時事随想抄

歴史家の視点から国際情勢・時事問題などについて語るブログ

オリンピックの商業主義とボランティアの落差

 東京都のボランティアの制服はデザインが不評であり、撤回を要求する声も高まる一方です。にも拘わらず、今のところ、撤回の動きは鈍いように思えます。

 オリンピックがスポーツ興行と化し、商業主義に染まってしまったことは、常々、批判の的となってきました。スポンサーの集め方にしましても、ローカル・パートナーに限っても「ゴールドパートナー」「オフィシャルパートナー」「オフィシャルサポーター」と”ランク”が設定され、ランクによって協賛金などが違うそうですが、巨大な集金マシーンと様相を呈しています(総額で1500億もの資金を集める予定とも…)。放映料も上昇の一途を辿り、2020年の東京オリンピックでは、720億円ほどに上るそうです。大会運営費として使用されると説明されつつも、金満体質に対する批判や組織的腐敗の原因は、この巨額の資金にあります。その一方で、唯一、オリンピックのアマチュアリズムを発揮しているのは、外国からの観客に対する通訳等の案内を買って出た有志の人々です。ボランティアの人々こそ、自国開催の大会を成功裏に終わらせるべく、無償でおもてなしに努めているのです。
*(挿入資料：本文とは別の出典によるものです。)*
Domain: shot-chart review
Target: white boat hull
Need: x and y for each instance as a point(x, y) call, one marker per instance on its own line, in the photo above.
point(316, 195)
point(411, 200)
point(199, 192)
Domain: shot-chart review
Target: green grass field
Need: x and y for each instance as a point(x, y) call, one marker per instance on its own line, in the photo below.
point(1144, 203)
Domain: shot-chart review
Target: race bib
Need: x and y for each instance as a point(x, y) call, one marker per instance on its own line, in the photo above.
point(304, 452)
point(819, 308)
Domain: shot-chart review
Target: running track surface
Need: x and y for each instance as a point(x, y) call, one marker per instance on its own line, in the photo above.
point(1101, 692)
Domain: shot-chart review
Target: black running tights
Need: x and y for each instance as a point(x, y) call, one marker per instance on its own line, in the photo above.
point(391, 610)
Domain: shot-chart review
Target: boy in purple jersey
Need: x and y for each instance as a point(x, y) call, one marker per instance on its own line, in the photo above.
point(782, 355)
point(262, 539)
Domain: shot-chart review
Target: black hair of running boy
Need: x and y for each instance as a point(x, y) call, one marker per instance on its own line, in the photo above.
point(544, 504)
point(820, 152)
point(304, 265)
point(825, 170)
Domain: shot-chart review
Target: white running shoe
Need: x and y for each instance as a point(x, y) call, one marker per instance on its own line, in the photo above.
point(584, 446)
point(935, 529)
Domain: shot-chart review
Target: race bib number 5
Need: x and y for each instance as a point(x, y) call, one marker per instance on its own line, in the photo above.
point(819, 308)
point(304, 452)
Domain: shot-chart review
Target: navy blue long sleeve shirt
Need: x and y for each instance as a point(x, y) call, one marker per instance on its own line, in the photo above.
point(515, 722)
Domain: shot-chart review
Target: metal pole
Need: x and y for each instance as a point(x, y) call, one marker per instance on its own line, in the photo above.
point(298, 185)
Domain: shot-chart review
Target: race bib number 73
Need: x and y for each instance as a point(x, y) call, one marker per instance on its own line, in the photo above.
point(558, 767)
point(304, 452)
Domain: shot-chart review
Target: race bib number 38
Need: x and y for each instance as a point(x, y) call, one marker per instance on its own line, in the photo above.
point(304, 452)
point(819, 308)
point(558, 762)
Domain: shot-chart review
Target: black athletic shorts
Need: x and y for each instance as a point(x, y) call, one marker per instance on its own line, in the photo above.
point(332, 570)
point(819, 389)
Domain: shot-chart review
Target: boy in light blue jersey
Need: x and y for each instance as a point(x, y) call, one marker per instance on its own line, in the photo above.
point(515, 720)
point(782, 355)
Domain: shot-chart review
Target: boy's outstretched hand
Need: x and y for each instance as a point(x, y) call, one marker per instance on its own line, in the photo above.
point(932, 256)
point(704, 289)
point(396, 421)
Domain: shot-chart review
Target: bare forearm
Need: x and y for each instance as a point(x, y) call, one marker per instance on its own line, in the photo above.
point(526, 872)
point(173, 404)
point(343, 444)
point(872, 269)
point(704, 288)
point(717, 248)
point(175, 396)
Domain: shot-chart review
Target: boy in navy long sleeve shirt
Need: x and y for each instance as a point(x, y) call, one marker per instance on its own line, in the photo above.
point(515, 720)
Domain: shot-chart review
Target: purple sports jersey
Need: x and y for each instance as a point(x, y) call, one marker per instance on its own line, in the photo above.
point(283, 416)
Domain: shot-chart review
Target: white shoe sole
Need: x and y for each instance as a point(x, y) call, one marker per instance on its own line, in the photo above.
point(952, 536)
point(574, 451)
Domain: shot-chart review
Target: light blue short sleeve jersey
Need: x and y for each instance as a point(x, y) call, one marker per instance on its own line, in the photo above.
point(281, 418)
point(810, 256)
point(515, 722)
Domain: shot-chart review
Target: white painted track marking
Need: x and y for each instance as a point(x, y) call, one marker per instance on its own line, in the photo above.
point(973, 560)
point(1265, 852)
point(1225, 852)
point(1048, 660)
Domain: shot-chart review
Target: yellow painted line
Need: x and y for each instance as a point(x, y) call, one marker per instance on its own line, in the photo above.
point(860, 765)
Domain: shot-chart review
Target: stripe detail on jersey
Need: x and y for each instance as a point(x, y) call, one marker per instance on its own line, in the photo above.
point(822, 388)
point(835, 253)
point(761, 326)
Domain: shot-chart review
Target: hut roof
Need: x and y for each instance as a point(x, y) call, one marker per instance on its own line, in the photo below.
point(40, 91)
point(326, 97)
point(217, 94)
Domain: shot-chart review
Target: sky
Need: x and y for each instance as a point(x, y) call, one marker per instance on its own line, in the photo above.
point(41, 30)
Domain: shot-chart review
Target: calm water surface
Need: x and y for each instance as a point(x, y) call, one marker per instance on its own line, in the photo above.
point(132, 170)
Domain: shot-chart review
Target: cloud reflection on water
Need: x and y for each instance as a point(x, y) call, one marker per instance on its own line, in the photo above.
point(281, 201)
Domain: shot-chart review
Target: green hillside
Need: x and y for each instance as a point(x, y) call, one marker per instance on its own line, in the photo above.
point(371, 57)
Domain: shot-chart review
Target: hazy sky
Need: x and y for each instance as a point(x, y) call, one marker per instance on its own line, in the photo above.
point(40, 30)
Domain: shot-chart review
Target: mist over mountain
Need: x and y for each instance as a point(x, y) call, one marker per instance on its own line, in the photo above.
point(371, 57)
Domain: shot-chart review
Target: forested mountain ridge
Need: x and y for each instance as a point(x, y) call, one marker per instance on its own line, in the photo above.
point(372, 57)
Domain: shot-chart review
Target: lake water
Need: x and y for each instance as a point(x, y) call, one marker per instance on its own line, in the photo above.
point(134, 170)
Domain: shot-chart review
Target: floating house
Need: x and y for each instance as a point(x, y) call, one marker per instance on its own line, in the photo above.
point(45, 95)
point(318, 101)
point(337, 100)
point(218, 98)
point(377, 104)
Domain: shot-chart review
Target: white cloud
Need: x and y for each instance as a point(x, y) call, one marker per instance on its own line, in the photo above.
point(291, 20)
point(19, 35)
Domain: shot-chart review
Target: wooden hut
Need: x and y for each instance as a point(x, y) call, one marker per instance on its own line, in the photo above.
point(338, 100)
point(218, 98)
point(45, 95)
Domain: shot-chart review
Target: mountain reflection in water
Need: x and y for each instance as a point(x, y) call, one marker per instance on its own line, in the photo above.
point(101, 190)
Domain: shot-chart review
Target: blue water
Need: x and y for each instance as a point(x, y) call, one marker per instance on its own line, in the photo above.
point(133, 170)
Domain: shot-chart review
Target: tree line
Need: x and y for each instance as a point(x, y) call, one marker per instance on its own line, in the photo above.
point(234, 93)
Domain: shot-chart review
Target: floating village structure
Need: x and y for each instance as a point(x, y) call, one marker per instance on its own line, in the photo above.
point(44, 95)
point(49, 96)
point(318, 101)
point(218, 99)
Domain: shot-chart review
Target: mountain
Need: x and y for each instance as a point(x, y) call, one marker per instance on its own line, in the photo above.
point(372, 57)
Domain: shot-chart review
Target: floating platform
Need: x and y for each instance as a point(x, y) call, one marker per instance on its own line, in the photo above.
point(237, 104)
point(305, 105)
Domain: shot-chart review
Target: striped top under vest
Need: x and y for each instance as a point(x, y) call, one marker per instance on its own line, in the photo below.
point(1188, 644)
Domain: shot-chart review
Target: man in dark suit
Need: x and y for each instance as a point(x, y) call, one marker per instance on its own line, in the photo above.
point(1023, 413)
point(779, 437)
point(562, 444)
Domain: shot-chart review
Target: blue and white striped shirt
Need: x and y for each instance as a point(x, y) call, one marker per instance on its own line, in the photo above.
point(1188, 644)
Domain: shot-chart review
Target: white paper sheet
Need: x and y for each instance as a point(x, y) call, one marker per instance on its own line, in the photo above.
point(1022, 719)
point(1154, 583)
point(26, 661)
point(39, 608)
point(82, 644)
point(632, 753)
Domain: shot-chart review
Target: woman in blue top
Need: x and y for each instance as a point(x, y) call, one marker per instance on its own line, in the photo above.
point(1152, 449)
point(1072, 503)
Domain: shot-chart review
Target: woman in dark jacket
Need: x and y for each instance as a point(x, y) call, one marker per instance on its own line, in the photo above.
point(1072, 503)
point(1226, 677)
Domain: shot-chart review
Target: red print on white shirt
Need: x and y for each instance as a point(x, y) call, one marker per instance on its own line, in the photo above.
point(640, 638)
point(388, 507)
 オリンピック精神に共鳴した人々がボランティアとして参加していることを考えますと、制服のデザインのみならず、今日の巨大な利権の闇が見え隠れする状況はボランティアに志願する意欲をも失わせてしまうことでしょう。最近のオリンピックをめぐる騒動は、オリンピックに対する人々の心の持ち方にさえ暗い影を落としかねないと思うのです。